For four decades now, India has put its weight behind river interlinking projects that transfer excess water from one river basin to the other — a $168 billion answer to a swelling water stress crisis. Prime Minister Narendra Modi in 2020 said projects like the Ken-Betwa link have “huge potential to change the fate” of the regions they touch; other ministers called them a ‘permanent’ solution to droughts.
A new study published in Nature Communications, however, challenges these claims: many hydro-linking projects in India and globally are altering monsoon cycles, disturbing complex hydro-meteorological systems, which in turn “may worsen the water stress across the country, making the interlinking projects ineffective or possibly even counterproductive,” it says.

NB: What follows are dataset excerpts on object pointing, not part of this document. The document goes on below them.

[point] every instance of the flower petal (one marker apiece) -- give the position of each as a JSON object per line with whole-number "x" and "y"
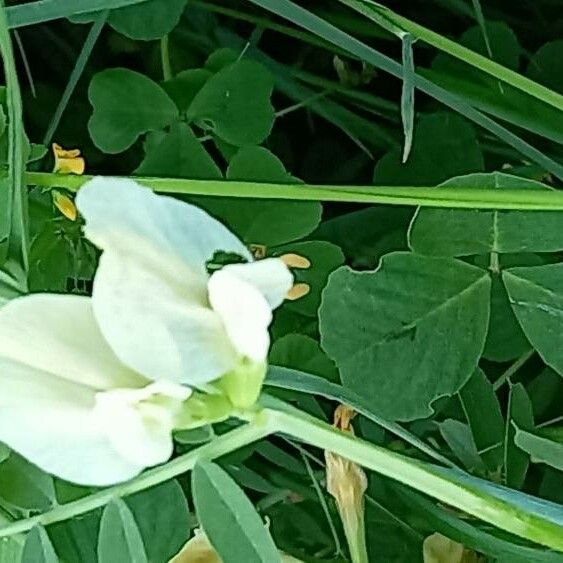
{"x": 122, "y": 215}
{"x": 139, "y": 422}
{"x": 51, "y": 422}
{"x": 270, "y": 276}
{"x": 58, "y": 334}
{"x": 244, "y": 311}
{"x": 159, "y": 327}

The logic behind inter-basin water transfers tracks with mathematical concepts of surplus and deficit: excess water is routed from “donor river basins” (for instance, from the Godavari river in Telangana) to “recipient” dry regions (Grand Anicut dam on Cauvery); if a maximum of water is kept on land, and does not flow into the Arabian Sea or Bay of Bengal, India’s growing water demand could be met. The presupposition is that river basins operate in silos without affecting the land or the atmosphere, but “here, we find that the assumptions made for the interlinking are not valid,” the study stated.
The team , which included researchers from the Indian Institute of Technology, Bombay and the Indian Institute of Tropical Meteorology, Pune, analysed major river basins— namely Ganga, Godavari, Mahanadi, Krishna, Cauvery and Narmada-Tapi— between 1991 and 2012, observing the summer rainfall patterns between May and October each year. They used climate regional models, reanalysis datasets and delineation techniques to see how inter-basin water transfers impact the water cycle and different atmospheric variables, such as the El Niño-Southern Oscillation, which controls soil moisture across basins.
The researchers found that surplus irrigation due to interlinking basins modified spatial patterns of summer monsoons, and was responsible for a 12% decrease in mean rainfall in September across dry arid regions that were already experiencing water stress.
The findingsdebunked the idea that river basins act as independent entities; they are connected to one another through feedback loops between the land and atmosphere, links that are formed when water evaporates from one basin or when winds transport water across basins. The study showed that since land-atmosphere feedback connects basins, changes in water levels in one can travel to neighbouring basins, altering the moisture content of the air and patterns of wind. “They impact summer monsoons and create a feedback loop, impacting water availability and climate patterns,” the study stated. Thus, over time, moisture from the Ganga basin might play a role in how clouds are formed across Chhattisgarh and Odisha around the Mahanadi basin.
The impact on ecosystems stretched beyond monsoons. Excess irrigation (using transferred water) caused soil moisture to dry up, which corresponded with a decline in rainfall and increased temperatures across the entire central Indian belt (from Rajasthan to east coast), more visible during the La Niña years (which last between one to three years).
“The hydrological processes across river basins are not independent, a critical result that most large-scale hydrological projects across the globe, including river-linking projects in India, do not consider while planning,” the study noted.
India is among the most water-stressed countries in the world, as climate change increases the frequency of floods and droughts, groundwater quality and levels decline, and urbanisation and encroachment ail water body health. The current per capita availability of water in India is around 1400 cubic meters, slated to reduce to about 1200 cubic meters by 2050, according to the Central Water Commission. The mean rainfall from the summer monsoon, which accounts for almost 80% of the annual showers, has steadily declined, while erratic rainfalls have dominated, worsening India’s floods, droughts and water stress.
The National Perspective Plan (NPP) for inter-basin transfer has identified 16 links under the peninsular rivers component and 14 links under the Himalayan component, charged with transporting 174 billion cubic metres of water each year using some 15,000 km of canals and 3,000 reservoirs. Per the Plan, these could increase the irrigated areas across the country by 30 million hectares; benefits would also pour in the form of 34,000 MW of hydropower generation, employment generation, salinity control, and pollution abatement, among other aspects.
However, the study questions the merit of these claims, arguing that reduced precipitation “can dry rivers post-monsoon, augmenting water stress across the country and rendering interlinking dysfunctional.” Activists and environmental experts have advocated for policymakers to evaluate the impact — how groundwater, land-atmosphere feedback, local ecosystems, monsoon patterns respond to inter-basin water transfers or other projects that alter the natural flow of rivers.
A 2017 paper warned that “moving even slightly away from the natural flow regime (the recorded historical pattern of floods and droughts) can lead to a collapse in the structure of ecological networks.” At the start of the decade, around 2011, researchers also found any interlinking project could cause lasting changes in the aquatic system and fish diversity.
Inter-basin water transfers, touted to be resilient solutions, present conflicting, dual objectives: of meeting water demands and balancing ecological sustainability. The present study finds it of “utmost importance” to understand complex hydro-meteorological systems when planning and implementing infrastructure projects and to “carefully consider the potential consequences of river interlinking on the nation’s water security and climate resilience”.